Meriem Guebaïlia estime que le patrimoine immatériel palestinien est aussi important, car il exprime l’enracinement des traditions et de la culture de cette terre arabe. «Jusqu’à présent, on a recensé une importante richesse du patrimoine immatériel, dont certains éléments inscrits au patrimoine immatériel de l’Unesco, alors que 15 autres ont été enregistrés comme un patrimoine national», a-t-elle ajouté. 

On cite à titre d’exemple la broderie, la calligraphie et les connaissances, savoir-faire, traditions et pratiques associés au palmier dattier qui sont inscrits sur la liste du patrimoine immatériel de l’Unesco. 

Dans le registre du patrimoine local de la Palestine, il y a également la fameuse danse de la «Dabke», le café arabe, la nuit du henné (festivité pour la mariée), la keffiyeh, célèbre coiffe traditionnelle, devenue un symbole de la résistance palestinienne, ainsi qu’Al Bedaâ, des chants traditionnels féminins, sans oublier le patrimoine oral et les plats traditionnels. Une magnifique poésie populaire et un savoir-faire particulier qui méritent d’être inscrits à l’échelle internationale. 

Le pillage du colonialisme israélien a atteint même la gastronomie palestinienne. «Durant cette dernière décennie, les sionistes ont voulu inscrire comme patrimoine immatériel israélien certains plats orientaux et palestiniens, tels que le kebab, tahini et autres», a fait savoir, lors de la rencontre, Ouafia Derouaz, directrice de la Bibliothèque principale de la lecture publique de Constantine. 

Par ailleurs, et lors d’une autre rencontre tenue à la maison de la culture Malek Haddad de Constantine, le professeur Abdelkader Dahdouh, écrivain et chercheur en histoire algérienne et arabe du centre universitaire de Tipasa, a expliqué que ce patrimoine culturel, est en train de résister aux crimes du colonialisme sioniste. Il a affirmé que la destruction du patrimoine archéologique est une politique purement sioniste, où le fondateur du sionisme Theodore Herzl avait la vision de détruire tout ce qui n’est pas sacré pour les juifs, y compris des monuments existants depuis des siècles. 

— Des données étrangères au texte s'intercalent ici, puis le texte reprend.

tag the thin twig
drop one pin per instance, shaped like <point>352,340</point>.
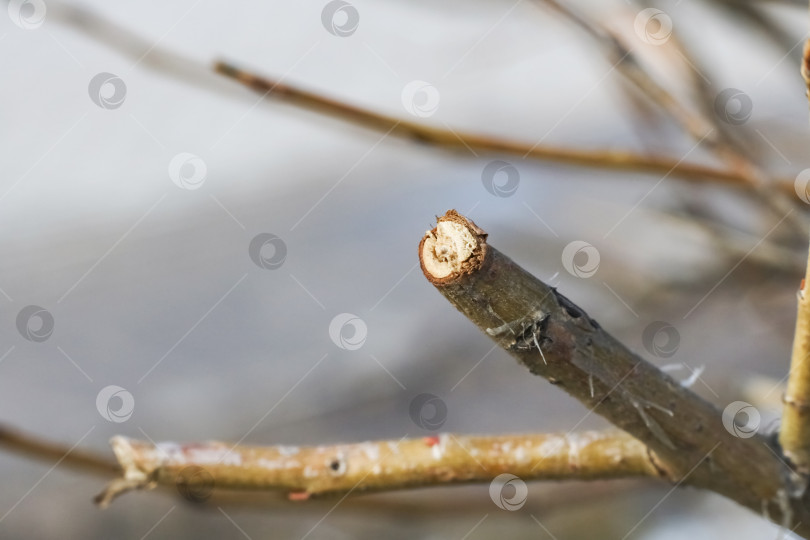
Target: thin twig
<point>700,127</point>
<point>601,159</point>
<point>795,433</point>
<point>443,459</point>
<point>36,448</point>
<point>558,341</point>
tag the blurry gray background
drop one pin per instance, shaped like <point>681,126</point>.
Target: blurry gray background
<point>152,289</point>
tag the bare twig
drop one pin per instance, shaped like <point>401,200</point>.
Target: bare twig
<point>795,434</point>
<point>382,465</point>
<point>186,69</point>
<point>33,447</point>
<point>700,127</point>
<point>557,340</point>
<point>601,159</point>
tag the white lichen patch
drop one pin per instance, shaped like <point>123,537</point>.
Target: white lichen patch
<point>171,452</point>
<point>438,449</point>
<point>444,252</point>
<point>214,455</point>
<point>372,451</point>
<point>270,464</point>
<point>393,446</point>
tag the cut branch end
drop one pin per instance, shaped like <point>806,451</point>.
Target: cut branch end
<point>456,246</point>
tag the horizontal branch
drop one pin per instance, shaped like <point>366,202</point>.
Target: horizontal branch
<point>381,465</point>
<point>557,340</point>
<point>601,159</point>
<point>36,448</point>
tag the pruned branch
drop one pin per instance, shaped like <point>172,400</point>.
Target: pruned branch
<point>557,340</point>
<point>444,459</point>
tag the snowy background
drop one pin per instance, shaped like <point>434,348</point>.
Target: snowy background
<point>151,286</point>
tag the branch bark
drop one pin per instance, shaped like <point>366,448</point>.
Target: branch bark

Le Pr Dahdouh a souligné la destruction de 1500 monuments historiques et 500 sites archéologiques. Si le projet du mur de séparation, en voie de construction pour séparer les colonies israéliennes des territoires palestiniens, est réalisé, le monde assistera à la destruction de 270 sites et 2 000 monuments. 
 

Sachant, ajoute-t-il, que 800 sites et monuments ont été déjà complètement détruits. Aujourd’hui, il existe encore 944 sites archéologiques dans la Cisjordanie et dans la bande de Ghaza ainsi que 10  000 monuments. 

Cela, sans oublier les 650 villes et villages historiques, avec plus de 60  000 constructions. La communauté internationale doit prendre au sérieux ce massacre historique et humanitaire pour sauver le peu du patrimoine restant et qui représente un important pan de l’histoire de l’humanité.